Detection of Inefficiencies in Photovoltaic Solar Plants

Note: Documentation available on the GitHub Repository is currently in Spanish. It will be soon updated to English.

Table of Contents

1. Introduction

The client for this project is a photovoltaic solar power generation company. This company, which operates nationwide, has detected anomalous behaviors in two of its plants. However, the maintenance team cannot identify the cause of the problem.

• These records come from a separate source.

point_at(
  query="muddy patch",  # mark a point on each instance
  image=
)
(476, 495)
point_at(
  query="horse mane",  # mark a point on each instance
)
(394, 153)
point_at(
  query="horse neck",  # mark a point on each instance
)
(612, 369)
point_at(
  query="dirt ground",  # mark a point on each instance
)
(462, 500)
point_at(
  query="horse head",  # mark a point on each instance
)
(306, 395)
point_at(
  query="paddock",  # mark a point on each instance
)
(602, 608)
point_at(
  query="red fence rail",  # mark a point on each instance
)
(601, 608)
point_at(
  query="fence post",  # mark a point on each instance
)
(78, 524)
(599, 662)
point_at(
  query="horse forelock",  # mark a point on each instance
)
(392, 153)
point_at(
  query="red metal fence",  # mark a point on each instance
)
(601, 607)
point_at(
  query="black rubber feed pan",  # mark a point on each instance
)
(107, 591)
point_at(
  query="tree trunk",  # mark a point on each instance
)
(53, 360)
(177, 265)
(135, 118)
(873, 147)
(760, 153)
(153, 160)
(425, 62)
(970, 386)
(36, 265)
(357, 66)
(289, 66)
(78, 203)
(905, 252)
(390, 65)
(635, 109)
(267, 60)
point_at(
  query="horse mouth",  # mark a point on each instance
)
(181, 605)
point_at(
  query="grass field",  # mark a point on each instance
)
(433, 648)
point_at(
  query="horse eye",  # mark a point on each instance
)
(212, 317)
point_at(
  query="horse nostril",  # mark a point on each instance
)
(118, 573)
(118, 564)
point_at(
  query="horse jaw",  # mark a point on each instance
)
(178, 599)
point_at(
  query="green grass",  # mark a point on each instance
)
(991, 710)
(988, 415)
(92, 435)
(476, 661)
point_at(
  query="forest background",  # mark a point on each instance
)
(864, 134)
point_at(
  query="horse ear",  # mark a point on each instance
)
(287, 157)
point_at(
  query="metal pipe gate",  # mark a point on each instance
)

Before dispatching a team of engineers, they have requested the data science team to analyze the sensor and performance data to identify the potential root cause of the issue.

Notes:

  • This article presents a technical explanation of the development process followed in the project.
  • Source code can be found here.

2. Objectives

The main objective is to analyze the data from the past month for the two affected solar plants and investigate the root cause of the problem. Based on this analysis, the company will decide whether to dispatch a team of engineers to the plants or apply another solution.


3. Project Design

This project has been designed by taking into consideration the following levers, KPIs, and entities from which data have been obtained. In addition, a brief scheme of how this photovoltaic solar plants works, is presented below.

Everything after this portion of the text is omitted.